É possível que desse estudo surjam novas tecnologias e exames mais
sofisticados para estudar o cérebro em vida. Atualmente, o que sabe vem
de estudos de neuroimagem funcional, técnicas de ressonância magnética
ou medicina nuclear. O que a ciência pode avançar, segundo o
neurologista André Felicio, membro da Academia Brasileira de Neurologia,
são as formas de tratamento:
— O problema é que hoje podemos diagnosticar várias doenças, mas não somos capazes de tratá-las.
O fato é que ainda há muito o que descobrir sobre o cérebro. Um dos
desafios, por exemplo, será mostrar como as diversas regiões cerebrais
se interconectam e geram as funções cognitivas. De acordo com o
neurologista André Luis Fernandes Palmini, as pessoas chegam aos 80 ou
90 anos porque têm um coração saudável, mas a cabeça não está boa.
— A neurociência está na moda porque as pessoas estão vivendo mais, e querem viver melhor.

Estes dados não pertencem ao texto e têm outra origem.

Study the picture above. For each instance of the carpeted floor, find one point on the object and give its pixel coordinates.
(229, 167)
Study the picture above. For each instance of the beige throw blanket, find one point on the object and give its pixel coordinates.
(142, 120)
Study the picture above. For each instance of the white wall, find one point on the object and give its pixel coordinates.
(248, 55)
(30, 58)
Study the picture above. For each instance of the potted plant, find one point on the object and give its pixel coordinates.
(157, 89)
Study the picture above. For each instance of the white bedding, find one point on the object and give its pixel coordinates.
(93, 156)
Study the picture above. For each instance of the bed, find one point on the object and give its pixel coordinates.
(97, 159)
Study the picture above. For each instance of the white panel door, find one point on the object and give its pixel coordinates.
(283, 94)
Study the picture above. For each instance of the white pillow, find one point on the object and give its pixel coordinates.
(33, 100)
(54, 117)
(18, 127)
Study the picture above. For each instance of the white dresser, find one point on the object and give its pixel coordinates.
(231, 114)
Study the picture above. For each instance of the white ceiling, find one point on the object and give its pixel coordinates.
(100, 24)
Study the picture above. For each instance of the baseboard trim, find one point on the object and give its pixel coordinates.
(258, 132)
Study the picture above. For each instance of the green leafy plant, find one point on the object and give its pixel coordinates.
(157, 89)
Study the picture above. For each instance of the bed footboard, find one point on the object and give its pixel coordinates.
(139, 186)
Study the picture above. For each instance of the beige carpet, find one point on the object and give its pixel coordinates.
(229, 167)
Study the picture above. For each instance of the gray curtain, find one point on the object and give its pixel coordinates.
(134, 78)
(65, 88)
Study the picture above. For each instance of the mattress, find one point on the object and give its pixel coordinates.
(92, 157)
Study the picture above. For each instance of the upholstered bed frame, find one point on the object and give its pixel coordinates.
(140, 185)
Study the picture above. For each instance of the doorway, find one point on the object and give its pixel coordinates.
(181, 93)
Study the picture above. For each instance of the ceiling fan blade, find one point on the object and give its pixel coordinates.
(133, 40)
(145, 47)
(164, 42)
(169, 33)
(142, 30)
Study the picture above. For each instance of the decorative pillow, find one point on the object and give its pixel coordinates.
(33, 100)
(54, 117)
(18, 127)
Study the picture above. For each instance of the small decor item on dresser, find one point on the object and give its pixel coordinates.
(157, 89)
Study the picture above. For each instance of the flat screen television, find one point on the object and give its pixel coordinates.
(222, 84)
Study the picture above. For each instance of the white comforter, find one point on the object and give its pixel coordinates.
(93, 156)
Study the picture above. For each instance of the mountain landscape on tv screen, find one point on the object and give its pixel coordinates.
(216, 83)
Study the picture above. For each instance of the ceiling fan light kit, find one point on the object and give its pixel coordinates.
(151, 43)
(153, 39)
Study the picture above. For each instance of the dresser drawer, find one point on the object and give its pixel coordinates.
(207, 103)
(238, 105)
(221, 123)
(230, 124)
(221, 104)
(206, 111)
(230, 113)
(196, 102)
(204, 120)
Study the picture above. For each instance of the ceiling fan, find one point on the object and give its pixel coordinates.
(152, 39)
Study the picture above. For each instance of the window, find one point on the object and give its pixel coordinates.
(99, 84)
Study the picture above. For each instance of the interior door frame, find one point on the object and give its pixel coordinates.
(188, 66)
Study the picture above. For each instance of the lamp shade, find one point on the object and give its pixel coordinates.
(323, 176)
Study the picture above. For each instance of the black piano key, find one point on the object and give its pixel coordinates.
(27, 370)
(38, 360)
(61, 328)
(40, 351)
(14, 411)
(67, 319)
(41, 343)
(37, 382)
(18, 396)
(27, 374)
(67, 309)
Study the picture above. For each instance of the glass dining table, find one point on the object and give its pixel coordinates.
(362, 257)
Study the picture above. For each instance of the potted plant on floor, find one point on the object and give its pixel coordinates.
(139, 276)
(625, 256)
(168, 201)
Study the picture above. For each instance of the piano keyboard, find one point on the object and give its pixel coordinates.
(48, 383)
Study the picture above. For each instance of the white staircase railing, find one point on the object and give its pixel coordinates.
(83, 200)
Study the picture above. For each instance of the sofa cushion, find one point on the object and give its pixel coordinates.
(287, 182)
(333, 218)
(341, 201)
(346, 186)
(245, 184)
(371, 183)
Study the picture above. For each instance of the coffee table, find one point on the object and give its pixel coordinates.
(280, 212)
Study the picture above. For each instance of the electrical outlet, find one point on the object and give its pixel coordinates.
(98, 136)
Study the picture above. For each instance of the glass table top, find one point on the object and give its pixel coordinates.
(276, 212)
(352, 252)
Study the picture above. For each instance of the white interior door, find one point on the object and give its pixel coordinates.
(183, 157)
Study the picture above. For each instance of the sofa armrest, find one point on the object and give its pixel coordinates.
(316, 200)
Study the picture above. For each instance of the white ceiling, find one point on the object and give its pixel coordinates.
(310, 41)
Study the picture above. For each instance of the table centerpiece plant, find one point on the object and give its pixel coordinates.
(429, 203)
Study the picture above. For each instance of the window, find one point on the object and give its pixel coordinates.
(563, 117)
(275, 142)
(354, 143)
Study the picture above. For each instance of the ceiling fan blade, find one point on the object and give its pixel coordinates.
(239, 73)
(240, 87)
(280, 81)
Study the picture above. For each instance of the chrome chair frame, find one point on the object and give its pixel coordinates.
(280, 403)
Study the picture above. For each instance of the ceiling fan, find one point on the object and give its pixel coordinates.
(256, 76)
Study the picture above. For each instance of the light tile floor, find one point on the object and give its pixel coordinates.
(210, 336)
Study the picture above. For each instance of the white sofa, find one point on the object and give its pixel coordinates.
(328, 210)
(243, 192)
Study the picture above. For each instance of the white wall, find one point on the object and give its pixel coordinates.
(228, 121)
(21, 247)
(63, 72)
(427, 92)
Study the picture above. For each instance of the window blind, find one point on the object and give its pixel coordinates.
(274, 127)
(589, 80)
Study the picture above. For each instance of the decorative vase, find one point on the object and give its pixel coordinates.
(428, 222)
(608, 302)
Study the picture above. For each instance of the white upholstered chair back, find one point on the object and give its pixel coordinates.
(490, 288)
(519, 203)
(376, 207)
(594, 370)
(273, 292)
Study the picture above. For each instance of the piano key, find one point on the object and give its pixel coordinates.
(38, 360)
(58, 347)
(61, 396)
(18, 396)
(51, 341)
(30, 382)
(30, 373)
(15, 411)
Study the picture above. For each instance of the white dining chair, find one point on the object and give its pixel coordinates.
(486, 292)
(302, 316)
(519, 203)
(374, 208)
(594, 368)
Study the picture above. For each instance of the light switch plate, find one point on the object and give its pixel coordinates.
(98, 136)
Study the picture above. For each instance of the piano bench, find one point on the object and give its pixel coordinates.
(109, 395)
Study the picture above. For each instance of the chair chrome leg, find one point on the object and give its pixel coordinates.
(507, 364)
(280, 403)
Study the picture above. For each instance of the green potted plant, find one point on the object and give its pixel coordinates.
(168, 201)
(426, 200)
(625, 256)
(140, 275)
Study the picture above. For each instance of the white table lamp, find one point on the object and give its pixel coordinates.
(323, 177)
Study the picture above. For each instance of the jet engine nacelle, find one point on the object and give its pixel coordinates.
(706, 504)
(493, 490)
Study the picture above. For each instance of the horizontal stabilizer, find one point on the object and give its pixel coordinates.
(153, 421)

Autoridade no assunto, Ivan Izquierdo, do Instituto do Cérebro da
PUCRS, diz que é cedo para avaliar os impactos do anúncio de Obama. Mas
alerta que mapear 80 bilhões de neurônios pode ser uma tarefa muito
difícil ou impossível.
Desafios e avanços
Investimentos
Entre os principais entraves para o avanço das neurociências no
Brasil está a falta de financiamentos. Diferentemente dos Estados
Unidos, onde é abundante o investimento privado em pesquisas, no Brasil
os estudos dependem basicamente de verba pública. E esse investimento é
aquém do necessário, diz o neurologista André Felicio.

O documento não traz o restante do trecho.